ババクラ
一郎丸ゆう子
第1話
時は2054年。少子高齢化問題が騒がれた時代の子どもたちが大人になり、有り余った高齢者をどうするかが国会で議論された。
そして、政府声明が発表された。
一定年齢を超えた国民は政府の指定する山に移住していただくことに決定いたしました。
盛大に抗議されたこの発表も、政府が強行した。
「どうする? これから」
山に移住させられた住民たちの話し合いが始まった。
移住とは名ばかりの何も無い山。
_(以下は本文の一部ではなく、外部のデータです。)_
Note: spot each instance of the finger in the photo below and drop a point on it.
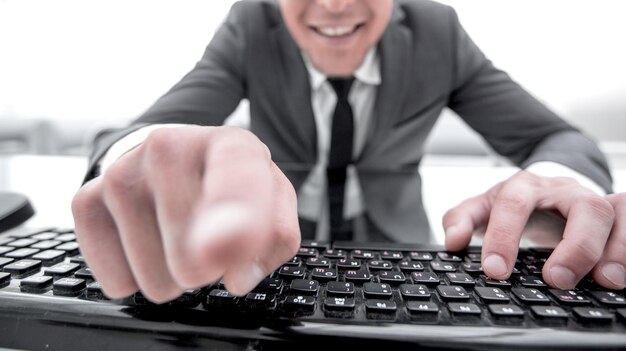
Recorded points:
(99, 241)
(176, 157)
(132, 208)
(234, 212)
(281, 245)
(610, 272)
(510, 210)
(460, 222)
(589, 222)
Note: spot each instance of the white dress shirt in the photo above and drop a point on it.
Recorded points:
(312, 203)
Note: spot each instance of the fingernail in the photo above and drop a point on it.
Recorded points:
(494, 265)
(452, 230)
(221, 219)
(562, 277)
(247, 279)
(615, 273)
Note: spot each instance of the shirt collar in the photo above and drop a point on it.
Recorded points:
(368, 72)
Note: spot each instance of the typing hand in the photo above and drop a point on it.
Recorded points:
(187, 207)
(594, 237)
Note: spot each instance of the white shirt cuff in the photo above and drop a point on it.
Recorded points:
(553, 169)
(130, 142)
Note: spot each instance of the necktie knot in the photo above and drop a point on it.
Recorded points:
(341, 86)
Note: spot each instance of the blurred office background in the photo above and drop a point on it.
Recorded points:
(69, 68)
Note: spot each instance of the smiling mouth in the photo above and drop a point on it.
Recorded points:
(337, 31)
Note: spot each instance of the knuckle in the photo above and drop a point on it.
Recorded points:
(160, 146)
(586, 251)
(513, 201)
(117, 180)
(599, 208)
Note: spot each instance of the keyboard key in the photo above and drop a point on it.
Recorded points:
(448, 257)
(500, 310)
(290, 272)
(270, 285)
(410, 266)
(317, 262)
(335, 253)
(462, 279)
(570, 297)
(339, 303)
(609, 298)
(379, 265)
(340, 289)
(295, 261)
(452, 293)
(38, 283)
(5, 260)
(621, 313)
(464, 308)
(391, 277)
(324, 274)
(20, 243)
(376, 290)
(364, 254)
(307, 252)
(46, 244)
(21, 253)
(49, 257)
(22, 268)
(305, 287)
(358, 276)
(530, 296)
(66, 237)
(375, 305)
(300, 302)
(260, 301)
(441, 267)
(421, 256)
(529, 281)
(5, 249)
(549, 312)
(84, 273)
(5, 278)
(422, 307)
(44, 236)
(414, 291)
(70, 248)
(68, 286)
(491, 295)
(428, 278)
(474, 257)
(62, 269)
(472, 268)
(593, 314)
(391, 255)
(219, 298)
(504, 284)
(348, 263)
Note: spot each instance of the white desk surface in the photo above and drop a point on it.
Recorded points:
(51, 181)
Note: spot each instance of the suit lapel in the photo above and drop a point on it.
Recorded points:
(395, 53)
(296, 94)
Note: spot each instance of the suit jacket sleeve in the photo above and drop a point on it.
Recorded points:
(513, 122)
(206, 95)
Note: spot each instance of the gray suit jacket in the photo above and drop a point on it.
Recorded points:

つまり、姥捨山、政府はやっかいばらいをしたかったわけだ。
スーパーもコンビニもない。
「私達このまま死ぬのかしら。」
なんてこと思うわけないじゃん🤪
高度成長期にそだち、受験戦争をくぐりぬけ、バブルで遊びまくったこの世代の老人に悲壮感なんて言葉は似合わない。
「さって、山菜採りいくか」
農家出身の方が早速動く。
まあ、油ないから最初は茹でただけだけど、採れたてでめちゃ美味い。
「おおい、山葡萄がなってたぞう」
しばらくしたら放置されていた果樹がたくさん見つかって、みんなでわけあって食べた。
たくさん果実が採れたから、いろんな果実酒を作り始めた。
大学の醸造科出身の人がいたから、作り方もすぐわかったもんね。
農家出身の人や、農学部出身の人も一杯いたから、農業もすぐに始まって、お米も育ってきたから日本酒も作れるようになったよ。
お腹が満たされたら遊びたくなるよねえ。
で、元ホステスの人が作っちゃったよ、ババアが接客するキャバクラ、題して『ババクラ』
遊び慣れた世代のジジイたちに大受けで大繁盛。
色気で山を制したらしい。
評判が街まで広がって、物見遊山な若者も訪れるようになり、日本で一番豊かな場所になったとか、ならなかったとか。